12. Teach supervisors 

Supervisors must know how to respond to bad behavior before it becomes a problem. Even if there isn't a complaint, managers who see, hear, or otherwise become aware of harassing behavior should follow up. Silence is a form of condonation. This is why the EEOC recommended that supervisory education programs include so-called bystander training. This sort of training is based on the idea that bystanders (those who become aware of harassing behavior) play an important role in ending harassment.

14. Educate 

Teach people the need for politeness. Even while being unpleasant or uncivil is not illegal unless it involves a protected group, incivility is the entryway to harassing behavior. As a result, the EEOC advises companies to perform civility training. True, civility training has the potential to cause issues with the National Labor Relations Board. However, if organized appropriately, such training can be incorporated into anti-harassment training and into performance management training for supervisors who are not covered by the National Labor Relations Act (NLRA).

16. Assess and reassess

Obtain detailed feedback from employees on what resonated with them and what they want to learn more about. Discuss whether behaviors, such as a nondiscriminatory yet strong management style, do not qualify as harassment.

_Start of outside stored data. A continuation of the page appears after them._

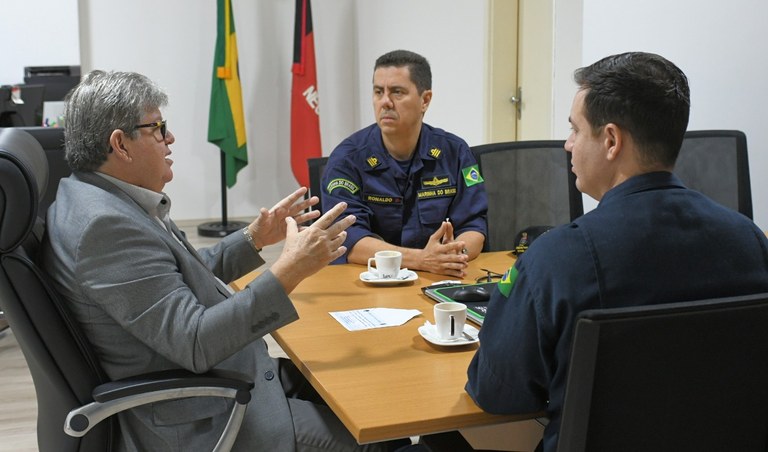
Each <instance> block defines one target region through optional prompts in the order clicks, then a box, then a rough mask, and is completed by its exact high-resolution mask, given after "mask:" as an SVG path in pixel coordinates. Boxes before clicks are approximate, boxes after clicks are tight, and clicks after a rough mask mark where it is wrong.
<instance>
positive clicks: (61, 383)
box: [0, 128, 253, 452]
mask: <svg viewBox="0 0 768 452" xmlns="http://www.w3.org/2000/svg"><path fill="white" fill-rule="evenodd" d="M47 183H48V164H47V162H46V157H45V154H44V152H43V149H42V148H41V147H40V144H39V143H38V142H37V141H36V140H35V139H34V138H33V137H32V136H31V135H30V134H29V133H27V132H25V131H24V130H20V129H12V128H11V129H3V130H0V300H1V304H2V306H3V308H4V310H5V314H6V316H7V318H8V321H9V323H10V325H11V330H12V331H13V333H14V335H15V336H16V339H17V340H18V342H19V345H20V347H21V349H22V352H23V353H24V357H25V358H26V361H27V364H28V365H29V370H30V373H31V374H32V379H33V381H34V384H35V392H36V394H37V407H38V419H37V439H38V447H39V450H40V451H41V452H48V451H65V452H66V451H99V452H103V451H108V450H111V449H112V447H113V445H114V442H115V441H117V440H119V435H118V431H117V428H118V423H117V421H116V419H115V417H114V416H112V415H113V414H116V413H118V412H120V411H124V410H127V409H130V408H132V407H135V406H139V405H144V404H147V403H152V402H156V401H160V400H169V399H175V398H185V397H198V396H218V397H226V398H232V399H235V400H236V403H235V404H234V409H233V411H232V414H231V416H230V419H229V423H228V424H227V426H226V428H225V429H224V432H223V433H222V435H221V437H220V440H219V443H218V444H217V446H216V449H215V450H217V451H218V450H220V451H226V450H229V449H230V448H231V446H232V444H233V443H234V441H235V438H236V437H237V433H238V430H239V428H240V425H241V422H242V420H243V416H244V415H245V409H246V407H247V404H248V402H249V401H250V397H251V395H250V390H251V389H252V388H253V382H252V380H250V379H249V378H248V377H246V376H244V375H240V374H237V373H234V372H222V371H216V372H210V373H206V374H201V375H197V374H194V373H191V372H187V371H183V370H178V371H176V370H173V371H167V372H158V373H152V374H146V375H138V376H136V377H134V378H129V379H125V380H120V381H109V379H108V378H107V377H106V375H105V373H104V371H103V370H102V368H101V366H100V364H99V362H98V359H97V358H96V355H95V353H94V351H93V350H92V348H91V345H90V344H89V343H88V340H87V339H86V337H85V335H84V334H83V333H82V331H81V329H80V328H79V326H78V324H77V322H76V321H75V320H74V319H73V318H72V316H71V315H70V313H69V311H68V309H67V307H66V304H65V303H64V301H63V300H62V299H61V297H60V296H59V295H58V294H57V293H56V291H55V290H54V288H53V286H52V284H51V283H50V281H49V279H48V276H47V275H46V274H45V272H43V271H42V270H41V269H40V268H39V267H38V266H37V264H36V258H37V253H38V248H39V245H40V242H41V237H42V235H43V229H44V224H43V221H42V220H41V219H40V218H39V217H38V215H37V212H38V202H39V200H40V197H41V194H42V193H44V192H45V188H46V184H47ZM65 432H66V433H65Z"/></svg>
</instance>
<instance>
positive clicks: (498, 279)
mask: <svg viewBox="0 0 768 452" xmlns="http://www.w3.org/2000/svg"><path fill="white" fill-rule="evenodd" d="M480 270H482V271H484V272H485V276H480V277H478V278H476V279H475V282H477V283H481V282H493V281H494V280H497V279H498V280H500V279H501V278H503V277H504V274H503V273H496V272H494V271H491V270H488V269H486V268H481V269H480Z"/></svg>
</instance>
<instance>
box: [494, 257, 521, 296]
mask: <svg viewBox="0 0 768 452" xmlns="http://www.w3.org/2000/svg"><path fill="white" fill-rule="evenodd" d="M516 279H517V268H515V266H514V265H513V266H511V267H509V270H507V272H506V273H504V276H503V277H502V278H501V281H499V285H498V287H499V292H501V294H502V295H504V296H505V297H509V294H510V293H512V286H514V285H515V280H516Z"/></svg>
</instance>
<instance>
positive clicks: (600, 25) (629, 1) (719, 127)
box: [555, 0, 768, 230]
mask: <svg viewBox="0 0 768 452" xmlns="http://www.w3.org/2000/svg"><path fill="white" fill-rule="evenodd" d="M582 2H583V8H584V9H583V24H582V26H583V35H582V37H581V38H582V41H583V43H582V44H583V47H582V49H581V54H582V61H581V63H582V65H585V64H590V63H592V62H594V61H596V60H598V59H600V58H602V57H604V56H606V55H609V54H613V53H619V52H626V51H632V50H642V51H649V52H655V53H658V54H660V55H663V56H665V57H666V58H668V59H670V60H671V61H673V62H674V63H675V64H677V65H678V66H679V67H680V68H681V69H682V70H683V71H684V72H685V73H686V75H687V76H688V79H689V83H690V86H691V119H690V124H689V129H690V130H698V129H739V130H742V131H744V132H745V133H746V135H747V144H748V147H749V159H750V162H749V164H750V178H751V182H752V202H753V206H754V217H755V222H756V223H757V224H758V226H760V227H761V228H762V229H763V230H767V229H768V180H767V179H766V177H765V176H764V175H765V174H766V173H768V154H766V152H765V146H766V144H765V143H766V142H768V128H767V127H765V124H764V123H765V117H766V114H765V113H766V107H765V106H766V104H768V94H767V93H766V87H765V84H766V83H765V80H766V77H765V74H766V73H768V58H766V57H765V55H768V28H766V27H765V23H766V22H768V3H766V2H765V1H764V0H732V1H729V2H715V1H712V0H707V1H702V0H677V1H674V2H670V1H668V0H623V1H621V2H616V1H614V0H582ZM563 48H564V49H566V50H567V48H568V47H567V46H564V47H563ZM572 89H573V88H572ZM563 90H564V92H562V93H561V94H560V95H558V97H559V98H566V97H568V96H571V95H572V92H570V93H568V92H567V91H568V89H566V88H563ZM555 119H556V121H557V120H558V119H559V118H555ZM563 136H564V135H563Z"/></svg>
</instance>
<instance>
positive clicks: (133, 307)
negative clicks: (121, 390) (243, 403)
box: [43, 173, 298, 451]
mask: <svg viewBox="0 0 768 452" xmlns="http://www.w3.org/2000/svg"><path fill="white" fill-rule="evenodd" d="M172 227H173V228H174V229H176V226H175V225H172ZM47 232H48V236H49V239H50V240H48V241H47V243H46V244H45V246H44V249H43V265H44V267H45V269H46V270H47V271H48V272H49V273H50V275H51V276H52V277H53V279H54V281H55V283H56V285H57V288H58V289H59V291H60V292H61V294H62V295H63V296H64V298H65V299H66V300H67V301H68V302H69V306H70V308H71V309H72V312H73V313H74V315H75V317H76V318H77V319H78V321H79V322H80V324H81V326H82V327H83V329H84V330H85V334H86V335H87V336H88V338H89V339H90V341H91V343H92V344H93V346H94V348H95V350H96V353H97V354H98V356H99V358H100V361H101V365H102V366H103V367H104V370H105V371H106V372H107V374H108V375H109V377H110V378H112V379H119V378H124V377H128V376H131V375H136V374H139V373H144V372H151V371H157V370H164V369H174V368H179V367H181V368H185V369H189V370H191V371H195V372H204V371H207V370H209V369H211V368H222V369H232V370H237V371H240V372H243V373H246V374H248V375H252V376H253V377H254V379H255V383H256V386H255V388H254V389H253V392H252V395H253V398H252V400H251V403H250V405H249V407H248V410H247V414H246V419H245V421H244V423H243V426H242V428H241V432H240V434H239V435H238V440H237V443H236V444H235V448H234V450H248V451H255V450H269V451H274V450H280V451H292V450H294V449H295V438H294V433H293V423H292V420H291V414H290V410H289V408H288V402H287V400H286V397H285V394H284V392H283V389H282V386H281V384H280V381H279V378H278V373H277V369H276V368H275V364H274V361H273V360H272V359H271V358H270V357H269V355H268V353H267V348H266V344H265V343H264V341H263V339H262V337H263V336H264V335H265V334H267V333H269V332H271V331H274V330H275V329H277V328H279V327H281V326H283V325H286V324H288V323H290V322H292V321H294V320H296V319H297V318H298V315H297V313H296V311H295V309H294V308H293V305H292V303H291V301H290V299H289V298H288V296H287V295H286V294H285V292H284V291H283V288H282V286H281V285H280V284H279V283H278V281H277V279H276V278H275V277H274V275H272V274H271V273H270V272H269V271H267V272H265V273H264V274H262V275H261V276H260V277H259V278H257V279H256V280H255V281H254V282H252V283H251V284H249V285H248V286H247V287H246V288H245V289H243V290H242V291H240V292H238V293H236V294H234V295H230V293H229V292H228V291H227V290H226V288H225V287H224V286H223V285H222V284H221V283H220V282H219V281H217V279H216V277H218V278H220V279H221V280H223V281H227V282H229V281H232V280H234V279H236V278H238V277H240V276H242V275H244V274H245V273H247V272H249V271H251V270H252V269H254V268H256V267H257V266H259V265H261V264H263V263H264V261H263V259H261V257H259V255H258V254H257V253H255V252H254V251H253V249H252V248H251V247H250V245H249V244H248V243H247V242H246V241H245V239H244V236H243V235H242V234H237V233H235V234H231V235H230V236H228V237H225V238H224V239H222V240H221V242H220V243H219V244H217V245H216V246H214V247H212V248H210V249H204V250H201V251H200V252H199V254H198V253H196V252H195V251H194V250H193V249H192V247H191V246H190V245H189V244H188V243H186V241H185V243H186V245H187V247H189V248H190V249H189V250H188V249H187V248H185V246H184V245H182V244H181V243H179V241H178V240H176V238H174V237H173V236H172V235H171V234H169V233H168V231H166V230H165V229H164V228H163V227H162V226H161V225H160V224H159V223H158V222H157V220H156V219H154V218H153V217H150V216H149V215H148V214H147V213H146V212H145V211H144V210H143V209H142V208H141V207H139V205H138V204H136V203H135V202H134V201H133V199H131V198H130V197H129V196H128V195H127V194H126V193H125V192H123V191H122V190H120V189H119V188H118V187H117V186H115V185H114V184H112V183H110V182H109V181H107V180H105V179H104V178H102V177H100V176H98V175H96V174H93V173H74V174H73V175H72V176H70V177H69V178H66V179H63V180H62V181H61V183H60V185H59V189H58V192H57V195H56V201H55V202H54V204H53V205H52V206H51V207H50V209H49V211H48V218H47ZM177 232H178V231H177ZM214 275H215V276H214ZM230 408H231V403H230V402H227V401H225V400H223V399H219V398H205V399H181V400H177V401H167V402H161V403H155V404H153V405H151V406H145V407H139V408H135V409H133V410H130V411H129V412H127V413H125V414H120V415H119V420H120V428H121V433H122V435H123V438H122V440H123V441H122V444H123V445H124V450H137V451H150V450H179V451H181V450H184V451H190V450H194V451H198V450H199V451H203V450H210V449H212V448H213V445H214V444H215V441H216V439H217V438H218V436H219V434H220V433H221V430H222V428H223V427H224V424H225V423H226V420H227V417H228V410H229V409H230Z"/></svg>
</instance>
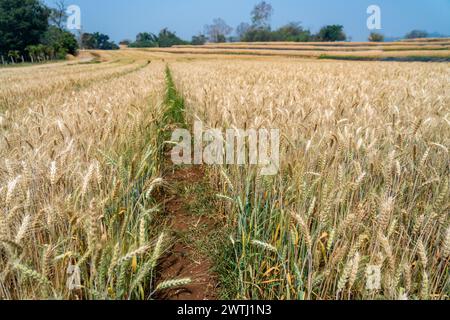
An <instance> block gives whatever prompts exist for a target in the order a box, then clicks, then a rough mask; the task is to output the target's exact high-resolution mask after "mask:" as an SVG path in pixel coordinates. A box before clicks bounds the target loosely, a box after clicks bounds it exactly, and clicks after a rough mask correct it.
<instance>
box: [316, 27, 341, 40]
mask: <svg viewBox="0 0 450 320" xmlns="http://www.w3.org/2000/svg"><path fill="white" fill-rule="evenodd" d="M317 38H318V39H319V40H320V41H345V40H346V39H347V36H346V35H345V33H344V27H343V26H341V25H337V24H335V25H330V26H325V27H323V28H322V29H320V31H319V33H318V35H317Z"/></svg>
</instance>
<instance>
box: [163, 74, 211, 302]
mask: <svg viewBox="0 0 450 320" xmlns="http://www.w3.org/2000/svg"><path fill="white" fill-rule="evenodd" d="M166 84H167V91H166V99H165V103H166V107H167V112H166V116H165V119H164V122H165V124H166V129H167V130H166V132H167V133H166V134H167V135H166V136H164V139H165V141H168V140H169V139H170V136H169V135H170V132H171V129H173V128H175V127H185V126H186V122H185V117H184V114H185V110H184V100H183V98H182V97H181V96H180V95H179V94H178V93H177V91H176V88H175V85H174V83H173V79H172V75H171V73H170V69H169V68H168V67H167V69H166ZM164 151H165V152H167V151H169V150H168V149H165V150H164ZM165 157H166V161H165V164H164V166H163V172H164V180H165V181H166V182H167V183H168V185H169V186H170V188H168V190H167V191H166V192H165V194H164V196H163V197H164V199H163V200H164V201H163V203H164V208H163V209H164V212H166V214H167V216H168V222H167V223H168V225H169V229H170V230H171V233H172V236H173V247H172V248H171V250H169V253H168V254H167V256H166V257H165V258H164V259H163V260H162V263H161V266H160V269H161V275H160V278H161V280H162V281H164V280H167V279H190V282H189V284H187V285H185V286H181V287H176V288H170V289H167V290H165V291H163V292H162V293H161V294H159V297H158V298H160V299H166V300H213V299H216V298H218V280H217V279H218V277H217V274H216V273H215V271H214V268H215V266H214V257H215V256H217V253H218V252H220V250H219V249H218V245H217V243H218V241H219V240H218V239H220V237H217V235H218V234H220V231H219V230H220V219H218V217H217V213H216V211H215V210H214V205H213V201H214V196H213V194H212V192H211V191H210V190H211V188H210V187H209V184H208V179H207V178H206V177H205V170H204V168H202V167H201V166H183V167H180V166H174V165H173V164H172V162H171V161H170V159H169V158H170V155H169V154H168V153H166V154H165Z"/></svg>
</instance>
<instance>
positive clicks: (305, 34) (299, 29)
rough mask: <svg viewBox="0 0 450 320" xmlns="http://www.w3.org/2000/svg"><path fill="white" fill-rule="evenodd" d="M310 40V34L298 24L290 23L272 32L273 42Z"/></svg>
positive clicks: (309, 31)
mask: <svg viewBox="0 0 450 320" xmlns="http://www.w3.org/2000/svg"><path fill="white" fill-rule="evenodd" d="M310 38H311V32H310V31H309V30H305V29H303V27H302V26H301V23H300V22H290V23H288V24H287V25H285V26H282V27H281V28H279V29H278V30H276V31H275V32H274V35H273V39H274V40H273V41H296V42H306V41H309V40H310Z"/></svg>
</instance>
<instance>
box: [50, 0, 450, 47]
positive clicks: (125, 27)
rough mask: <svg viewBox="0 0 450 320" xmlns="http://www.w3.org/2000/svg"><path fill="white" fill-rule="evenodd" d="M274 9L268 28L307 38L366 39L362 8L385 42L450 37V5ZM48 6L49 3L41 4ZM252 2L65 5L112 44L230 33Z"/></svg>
mask: <svg viewBox="0 0 450 320" xmlns="http://www.w3.org/2000/svg"><path fill="white" fill-rule="evenodd" d="M267 1H268V2H269V3H271V4H272V6H273V7H274V15H273V17H272V26H273V27H278V26H281V25H283V24H285V23H287V22H290V21H301V22H302V23H303V25H304V26H305V27H307V28H310V29H311V30H312V31H313V32H315V31H317V30H318V29H319V28H320V27H321V26H323V25H326V24H337V23H338V24H342V25H344V27H345V31H346V33H347V34H348V35H349V36H351V37H352V39H353V40H354V41H363V40H366V39H367V36H368V34H369V33H370V31H369V30H368V29H367V27H366V20H367V17H368V15H367V13H366V10H367V7H368V6H369V5H372V4H376V5H378V6H380V8H381V18H382V30H381V32H382V33H384V34H385V35H386V36H403V35H404V34H405V33H407V32H408V31H410V30H412V29H422V30H427V31H429V32H439V33H441V34H447V35H450V0H341V1H337V0H267ZM44 2H45V3H47V4H49V5H51V4H52V3H54V0H44ZM258 2H259V1H258V0H128V1H127V0H66V4H68V5H71V4H75V5H78V6H80V8H81V18H82V25H83V29H84V31H85V32H94V31H99V32H102V33H106V34H108V35H109V36H110V37H111V38H112V39H113V40H115V41H119V40H122V39H125V38H128V39H134V38H135V36H136V34H137V33H138V32H141V31H149V32H153V33H157V32H158V31H159V30H160V29H162V28H164V27H168V28H169V29H171V30H174V31H176V33H177V35H179V36H181V37H182V38H184V39H186V40H189V39H190V38H191V36H192V35H194V34H197V33H199V32H201V31H202V30H203V27H204V25H205V24H207V23H210V22H211V21H212V19H213V18H217V17H221V18H223V19H224V20H225V21H226V22H227V23H228V24H229V25H231V26H232V27H236V26H237V25H238V24H239V23H240V22H249V20H250V12H251V10H252V8H253V6H254V5H255V4H256V3H258Z"/></svg>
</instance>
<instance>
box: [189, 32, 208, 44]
mask: <svg viewBox="0 0 450 320" xmlns="http://www.w3.org/2000/svg"><path fill="white" fill-rule="evenodd" d="M207 40H208V38H207V37H206V36H205V35H204V34H199V35H197V36H193V37H192V41H191V44H192V45H194V46H201V45H204V44H205V43H206V41H207Z"/></svg>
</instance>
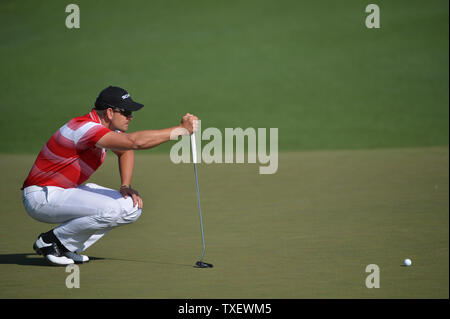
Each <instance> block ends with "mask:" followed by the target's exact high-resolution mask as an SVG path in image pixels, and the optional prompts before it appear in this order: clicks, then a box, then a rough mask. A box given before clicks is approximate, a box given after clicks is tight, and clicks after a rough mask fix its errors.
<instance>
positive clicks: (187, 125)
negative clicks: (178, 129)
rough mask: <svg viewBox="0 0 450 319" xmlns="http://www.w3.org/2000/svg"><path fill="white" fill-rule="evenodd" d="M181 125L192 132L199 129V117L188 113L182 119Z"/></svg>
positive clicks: (181, 125)
mask: <svg viewBox="0 0 450 319" xmlns="http://www.w3.org/2000/svg"><path fill="white" fill-rule="evenodd" d="M181 127H182V128H184V129H186V130H188V132H189V134H192V133H194V132H196V131H197V130H198V117H197V116H195V115H192V114H190V113H186V115H185V116H183V118H182V119H181Z"/></svg>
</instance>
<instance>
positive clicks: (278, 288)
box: [0, 147, 449, 298]
mask: <svg viewBox="0 0 450 319" xmlns="http://www.w3.org/2000/svg"><path fill="white" fill-rule="evenodd" d="M33 160H34V158H33V156H28V155H2V156H0V164H1V165H2V167H5V166H6V167H9V169H8V170H7V171H6V172H4V174H3V181H4V182H3V183H2V186H1V188H0V199H1V201H2V203H3V209H2V214H1V215H0V232H1V233H2V234H7V236H4V237H3V238H2V247H1V248H0V282H1V283H2V290H1V292H0V297H2V298H18V297H24V298H36V297H41V298H42V297H43V298H448V297H449V290H448V287H449V277H448V274H449V262H448V261H449V242H448V236H449V215H448V210H449V198H448V190H449V189H448V185H449V178H448V176H449V175H448V174H449V171H448V167H449V153H448V147H438V148H416V149H395V150H394V149H391V150H378V151H332V152H329V151H328V152H288V153H282V154H280V168H279V171H278V173H277V174H274V175H259V174H258V173H257V171H258V165H257V164H253V165H249V164H241V165H227V164H216V165H203V164H202V165H200V167H199V181H200V192H201V196H202V208H203V213H204V216H203V218H204V226H205V236H206V247H207V251H206V258H205V260H206V261H209V262H211V263H213V264H214V268H212V269H196V268H194V267H192V266H193V264H194V262H195V261H196V260H198V258H199V256H200V253H201V238H200V227H199V221H198V212H197V207H196V194H195V184H194V176H193V169H192V166H191V165H187V164H180V165H175V164H172V163H171V162H170V160H169V157H168V156H167V155H163V154H161V155H152V156H150V155H139V156H137V163H136V164H137V165H136V166H137V167H136V176H135V182H134V184H135V186H136V187H137V188H138V189H139V190H140V192H141V193H142V194H143V198H144V212H143V214H142V216H141V218H140V219H139V220H138V221H137V222H136V223H135V224H133V225H127V226H123V227H121V228H117V229H114V230H112V231H111V232H110V233H108V234H107V235H106V236H105V237H104V238H102V239H101V240H100V241H99V242H98V243H96V244H95V245H94V246H92V247H91V248H89V249H88V250H87V251H86V253H87V254H88V255H89V256H91V257H95V260H93V261H91V262H90V263H89V264H86V265H81V266H80V271H81V282H80V285H81V288H79V289H67V288H66V286H65V279H66V277H67V276H68V273H66V272H65V269H64V268H58V267H52V266H48V265H47V264H46V263H45V261H44V260H43V258H42V257H40V256H37V255H35V254H34V253H33V250H32V248H31V245H32V243H33V241H34V240H35V237H36V236H37V235H38V234H39V233H40V232H42V231H46V230H48V229H49V228H50V227H51V225H46V224H43V223H39V222H37V221H34V220H33V219H31V218H30V217H29V216H28V215H27V214H26V212H25V210H24V208H23V207H22V203H21V201H20V196H21V194H20V191H19V189H18V188H19V185H20V184H21V182H22V179H23V178H24V177H25V174H24V172H25V171H26V170H27V169H28V167H29V166H30V165H31V163H32V161H33ZM116 171H117V169H116V163H115V159H114V156H110V157H108V159H107V161H106V162H105V164H104V166H103V167H102V168H101V169H100V170H99V171H98V172H96V173H95V176H93V178H92V182H96V183H99V184H102V185H104V186H110V187H114V186H116V185H117V180H118V175H117V172H116ZM12 185H16V187H11V186H12ZM12 230H13V231H12ZM405 258H411V259H412V261H413V266H411V267H409V268H406V267H402V266H401V264H402V262H403V259H405ZM369 264H377V265H378V266H379V267H380V271H381V281H380V284H381V287H380V288H379V289H367V288H366V287H365V278H366V276H367V275H368V274H367V273H365V268H366V266H367V265H369ZM44 283H45V284H44Z"/></svg>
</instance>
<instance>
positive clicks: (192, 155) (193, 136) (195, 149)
mask: <svg viewBox="0 0 450 319" xmlns="http://www.w3.org/2000/svg"><path fill="white" fill-rule="evenodd" d="M191 148H192V162H193V163H197V146H196V145H195V133H192V134H191Z"/></svg>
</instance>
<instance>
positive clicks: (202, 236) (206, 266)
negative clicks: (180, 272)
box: [191, 133, 213, 268]
mask: <svg viewBox="0 0 450 319" xmlns="http://www.w3.org/2000/svg"><path fill="white" fill-rule="evenodd" d="M191 150H192V162H193V163H194V173H195V185H196V186H197V202H198V214H199V216H200V230H201V232H202V244H203V250H202V256H201V257H200V260H199V261H197V262H196V263H195V266H196V267H197V268H212V267H213V265H212V264H208V263H206V262H204V261H203V257H204V256H205V235H204V233H203V221H202V208H201V206H200V191H199V188H198V174H197V147H196V145H195V133H192V134H191Z"/></svg>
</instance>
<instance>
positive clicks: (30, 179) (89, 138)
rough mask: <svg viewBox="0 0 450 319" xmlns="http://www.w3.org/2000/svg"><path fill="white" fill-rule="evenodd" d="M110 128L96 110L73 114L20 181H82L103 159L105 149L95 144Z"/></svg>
mask: <svg viewBox="0 0 450 319" xmlns="http://www.w3.org/2000/svg"><path fill="white" fill-rule="evenodd" d="M109 132H111V130H110V129H108V128H106V127H104V126H103V125H102V124H101V123H100V119H99V117H98V115H97V113H96V112H95V111H94V109H92V111H91V112H90V113H88V114H86V115H83V116H79V117H75V118H73V119H72V120H70V121H69V122H68V123H67V124H65V125H64V126H63V127H61V128H60V129H59V130H58V131H57V132H56V133H55V134H53V136H52V137H51V138H50V139H49V140H48V142H47V143H46V144H45V146H44V147H43V148H42V150H41V152H40V153H39V155H38V157H37V158H36V161H35V162H34V165H33V167H32V168H31V170H30V173H29V174H28V177H27V179H26V180H25V182H24V183H23V187H22V188H25V187H28V186H31V185H39V186H58V187H63V188H72V187H77V186H79V185H81V184H82V183H83V182H85V181H86V180H87V179H88V178H89V177H90V176H91V175H92V174H93V173H94V172H95V171H96V170H97V169H98V168H99V167H100V165H102V163H103V161H104V160H105V155H106V150H105V149H102V148H97V147H95V144H96V143H97V141H98V140H99V139H100V138H102V137H103V136H104V135H105V134H106V133H109Z"/></svg>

Importance of Workplace Harassment Training

If a firm engages in sexual harassment when employing personnel, the corporation can be held legally liable for the acts of its workers. 

  • In the long term, it is less expensive to conduct harassment training, adopt harassment policies, and establish a zero-tolerance environment than it is to defend yourself against a single harassment claim, regardless of whether you are found to be at fault for it. 
  • Employers can reduce their risk of a lawsuit by creating specific harassment rules and giving and documenting harassment training, which can help prove that employees were made aware of the company's anti-harassment attitude if taken to court.
  • Keep in mind that while federal law recommends harassment training regularly, some states may compel it. In California, for example, firms with 50 or more employees must provide supervisors with two hours of sexual harassment training every two years. 

When it comes to harassment and educating your staff, be aware of the specific rules of your state or locale. Conducting training programmes is sure to help organizations and their employees deal with harassment and be free from it.